HenriquesLab / ZeroCostDL4Mic

ZeroCostDL4Mic: A Google Colab based no-cost toolbox to explore Deep-Learning in Microscopy
MIT License
566 stars 130 forks source link

CARE_2D training termination #261

Closed BelES123 closed 1 year ago

BelES123 commented 1 year ago

Hello, I encountered this problem in step 4.2. The training does not proceed through all 200 epochs and is being terminated prematurely. Here is a message that I get. The previous steps did not give me any warnings or errors.

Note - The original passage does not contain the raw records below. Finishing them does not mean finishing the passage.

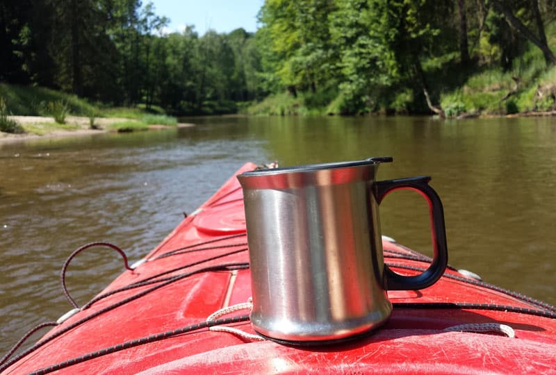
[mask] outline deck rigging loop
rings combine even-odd
[[[502,333],[509,338],[515,338],[516,333],[514,328],[507,324],[500,323],[468,323],[459,324],[444,328],[446,332],[497,332]]]
[[[65,295],[66,299],[67,299],[67,301],[70,301],[70,303],[71,303],[72,306],[74,306],[74,308],[79,308],[79,306],[75,301],[75,300],[74,300],[74,299],[72,298],[72,296],[70,295],[70,292],[67,291],[67,288],[65,285],[65,272],[66,270],[67,269],[67,266],[70,265],[70,262],[74,258],[75,258],[75,256],[77,254],[79,254],[79,253],[81,253],[84,250],[86,250],[87,249],[89,249],[90,247],[109,247],[110,249],[112,249],[113,250],[117,251],[118,253],[120,253],[120,255],[122,256],[122,258],[124,258],[124,265],[125,266],[126,269],[128,269],[129,271],[133,270],[133,268],[129,267],[129,265],[127,263],[127,256],[126,256],[126,253],[124,252],[123,250],[122,250],[115,244],[112,244],[109,242],[91,242],[90,244],[83,245],[79,249],[72,253],[72,255],[70,255],[67,258],[66,261],[64,262],[64,265],[62,267],[62,271],[60,273],[60,281],[62,283],[62,291],[64,292],[64,294]]]
[[[211,323],[216,321],[218,318],[220,318],[222,316],[227,315],[231,312],[234,312],[236,311],[239,311],[241,310],[250,310],[252,308],[253,308],[253,301],[251,297],[249,297],[247,302],[243,302],[243,303],[238,303],[236,305],[232,305],[231,306],[222,308],[220,310],[215,311],[214,312],[208,315],[208,317],[206,318],[206,322]],[[247,340],[251,341],[266,340],[265,338],[260,336],[259,335],[247,333],[245,331],[242,331],[239,328],[230,327],[227,326],[212,326],[208,328],[208,330],[217,332],[227,332],[229,333],[236,335],[236,336],[241,338],[244,340]]]

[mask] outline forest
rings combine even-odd
[[[174,115],[556,109],[556,0],[266,0],[258,17],[199,35],[140,0],[3,1],[0,83]]]

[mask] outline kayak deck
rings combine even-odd
[[[236,174],[254,167],[246,164]],[[390,319],[344,343],[296,347],[209,330],[209,315],[245,304],[251,296],[243,205],[234,174],[144,263],[123,272],[20,358],[10,360],[3,373],[555,371],[556,308],[453,268],[426,289],[389,291]],[[430,261],[387,239],[383,247],[385,262],[402,274],[418,274]],[[238,308],[223,315],[219,322],[225,324],[218,326],[255,334],[247,319],[248,305]],[[505,326],[515,338],[507,336]],[[450,327],[455,331],[446,331]],[[493,331],[471,332],[481,330]]]

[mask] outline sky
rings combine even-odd
[[[154,12],[170,22],[165,31],[181,32],[194,25],[199,36],[208,29],[229,33],[243,27],[246,31],[257,28],[256,15],[264,0],[150,0]],[[145,0],[143,4],[147,3]]]

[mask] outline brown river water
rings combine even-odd
[[[451,265],[556,303],[556,118],[184,121],[197,126],[0,142],[0,355],[71,310],[59,274],[74,250],[106,241],[139,260],[247,161],[393,156],[379,179],[432,176]],[[380,210],[383,234],[431,253],[420,196],[394,192]],[[122,271],[117,254],[91,249],[67,285],[81,305]]]

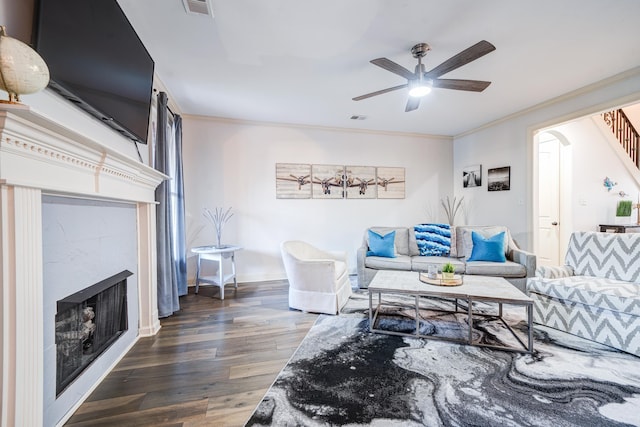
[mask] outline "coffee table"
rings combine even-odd
[[[373,295],[378,294],[378,304],[374,309]],[[406,306],[415,308],[416,329],[413,333],[389,331],[378,327],[380,308],[385,305],[382,301],[382,294],[404,295],[412,297],[407,299]],[[445,298],[454,302],[453,310],[443,310],[441,308],[429,308],[431,311],[445,311],[450,313],[464,313],[459,311],[458,300],[467,303],[467,322],[469,333],[466,339],[458,339],[452,337],[440,337],[433,335],[424,335],[420,333],[420,302],[428,298]],[[487,314],[473,311],[473,302],[486,302],[498,304],[498,313]],[[528,325],[528,345],[515,333],[513,328],[507,324],[502,317],[502,306],[518,305],[524,306],[527,311]],[[397,305],[397,304],[394,304]],[[511,334],[518,340],[522,348],[511,346],[498,346],[482,342],[473,341],[473,320],[477,317],[491,317],[502,322],[509,329]],[[494,349],[517,351],[523,353],[533,352],[533,300],[525,295],[522,291],[507,282],[501,277],[489,276],[471,276],[463,277],[463,284],[459,286],[438,286],[431,285],[420,281],[419,273],[415,271],[393,271],[380,270],[369,284],[369,330],[389,335],[402,335],[410,337],[419,337],[427,339],[437,339],[445,341],[461,342],[464,344],[489,347]]]

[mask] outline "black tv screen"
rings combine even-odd
[[[116,0],[38,0],[34,46],[49,87],[146,144],[154,63]]]

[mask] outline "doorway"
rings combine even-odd
[[[564,179],[571,170],[569,141],[557,130],[541,130],[535,138],[537,168],[537,212],[535,227],[535,253],[539,266],[561,265],[562,248],[566,247],[565,233],[571,225],[571,204],[565,203],[570,194],[571,180]]]

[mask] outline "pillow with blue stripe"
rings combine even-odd
[[[367,256],[380,256],[385,258],[395,258],[396,232],[387,233],[384,236],[375,231],[367,230],[369,240],[369,250]]]
[[[421,256],[449,256],[451,252],[449,224],[418,224],[413,229]]]

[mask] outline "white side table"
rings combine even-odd
[[[191,248],[191,252],[198,255],[198,262],[196,264],[196,294],[200,287],[200,282],[216,285],[220,288],[220,299],[224,299],[224,285],[233,279],[233,285],[235,289],[238,289],[238,280],[236,279],[236,257],[235,252],[242,250],[240,246],[224,245],[221,248],[215,246],[198,246]],[[231,258],[231,272],[224,273],[223,259]],[[217,261],[218,262],[218,275],[217,276],[205,276],[200,277],[200,261]]]

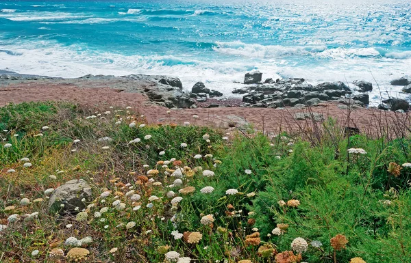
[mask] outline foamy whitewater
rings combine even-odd
[[[230,95],[244,74],[371,81],[403,96],[411,3],[399,0],[0,1],[0,70],[176,76]]]

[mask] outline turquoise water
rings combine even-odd
[[[312,83],[375,77],[388,90],[411,74],[406,1],[3,0],[0,10],[0,70],[20,73],[175,75],[225,94],[253,69]]]

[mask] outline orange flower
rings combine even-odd
[[[348,240],[345,236],[338,234],[331,238],[331,246],[336,251],[345,249],[345,245],[348,243]]]

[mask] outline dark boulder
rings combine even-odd
[[[191,89],[192,93],[210,93],[210,89],[206,87],[206,85],[202,82],[197,82],[192,86]]]
[[[356,81],[353,82],[356,86],[358,87],[358,92],[367,92],[373,91],[373,84],[371,82],[364,81]]]
[[[408,76],[401,77],[399,79],[394,79],[390,83],[393,86],[406,86],[411,84],[411,78]]]
[[[262,73],[260,71],[253,71],[245,74],[244,84],[257,84],[261,82]]]
[[[401,92],[404,93],[411,93],[411,84],[408,84],[403,87]]]
[[[408,111],[410,108],[410,103],[406,100],[401,98],[393,98],[390,101],[390,109],[393,111],[396,111],[399,109],[402,109],[404,111]]]
[[[358,100],[362,103],[368,105],[370,104],[370,96],[369,94],[357,94],[351,96],[351,98],[354,100]]]
[[[345,83],[341,81],[336,82],[323,82],[314,87],[317,90],[335,89],[335,90],[345,90],[351,92],[351,89]]]
[[[242,97],[242,102],[247,103],[256,103],[264,98],[264,95],[262,93],[251,93],[245,95]]]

Epoch 1/200 WARNING:tensorflow:AutoGraph could not transform <function _mean_or_not.. at 0x7f953ef3b310> and will run it as-is. Cause: could not parse the source code of <function _mean_or_not.. at 0x7f953ef3b310>: found multiple definitions with identical signatures at the location. This error may be avoided by defining each lambda on a single line and with unique argument names. The matching definitions were: Match 0: lambda x: K.mean(x, axis=-1)

Match 1: lambda x: x

To silence this warning, decorate the function with @tf.autograph.experimental.do_not_convert WARNING: AutoGraph could not transform <function _mean_or_not.. at 0x7f953ef3b310> and will run it as-is. Cause: could not parse the source code of <function _mean_or_not.. at 0x7f953ef3b310>: found multiple definitions with identical signatures at the location. This error may be avoided by defining each lambda on a single line and with unique argument names. The matching definitions were: Match 0: lambda x: K.mean(x, axis=-1)

Match 1: lambda x: x

To silence this warning, decorate the function with @tf.autograph.experimental.do_not_convert WARNING:tensorflow:AutoGraph could not transform <function _mean_or_not.. at 0x7f94b0114af0> and will run it as-is. Cause: could not parse the source code of <function _mean_or_not.. at 0x7f94b0114af0>: found multiple definitions with identical signatures at the location. This error may be avoided by defining each lambda on a single line and with unique argument names. The matching definitions were: Match 0: lambda x: K.mean(x, axis=-1)

Match 1: lambda x: x

To silence this warning, decorate the function with @tf.autograph.experimental.do_not_convert WARNING: AutoGraph could not transform <function _mean_or_not.. at 0x7f94b0114af0> and will run it as-is. Cause: could not parse the source code of <function _mean_or_not.. at 0x7f94b0114af0>: found multiple definitions with identical signatures at the location. This error may be avoided by defining each lambda on a single line and with unique argument names. The matching definitions were: Match 0: lambda x: K.mean(x, axis=-1)

Match 1: lambda x: x

To silence this warning, decorate the function with @tf.autograph.experimental.do_not_convert WARNING:tensorflow:AutoGraph could not transform <function _mean_or_not.. at 0x7f94b0114dc0> and will run it as-is. Cause: could not parse the source code of <function _mean_or_not.. at 0x7f94b0114dc0>: found multiple definitions with identical signatures at the location. This error may be avoided by defining each lambda on a single line and with unique argument names. The matching definitions were: Match 0: lambda x: K.mean(x, axis=-1)

Match 1: lambda x: x

To silence this warning, decorate the function with @tf.autograph.experimental.do_not_convert WARNING: AutoGraph could not transform <function _mean_or_not.. at 0x7f94b0114dc0> and will run it as-is. Cause: could not parse the source code of <function _mean_or_not.. at 0x7f94b0114dc0>: found multiple definitions with identical signatures at the location. This error may be avoided by defining each lambda on a single line and with unique argument names. The matching definitions were: Match 0: lambda x: K.mean(x, axis=-1)

Match 1: lambda x: x

To silence this warning, decorate the function with @tf.autograph.experimental.do_not_convert 2/293 [..............................] - ETA: 56s - loss: 22278137476229890048.0000 - mse: inf - mae: 20077735433096658944.0000 Batch 2: Invalid loss, terminating training 3/3 [==============================] - 1s 7ms/step 293/293 [==============================] - 39s 42ms/step - loss: nan - mse: inf - mae: 13385156588893896704.0000 - val_loss: nan - val_mse: nan - val_mae: nan - lr: 4.0000e-04

Loading network weights from 'weights_last.h5'. Training, done. Time elapsed: 0.0 hour(s) 0.0 min(s) 49 sec(s)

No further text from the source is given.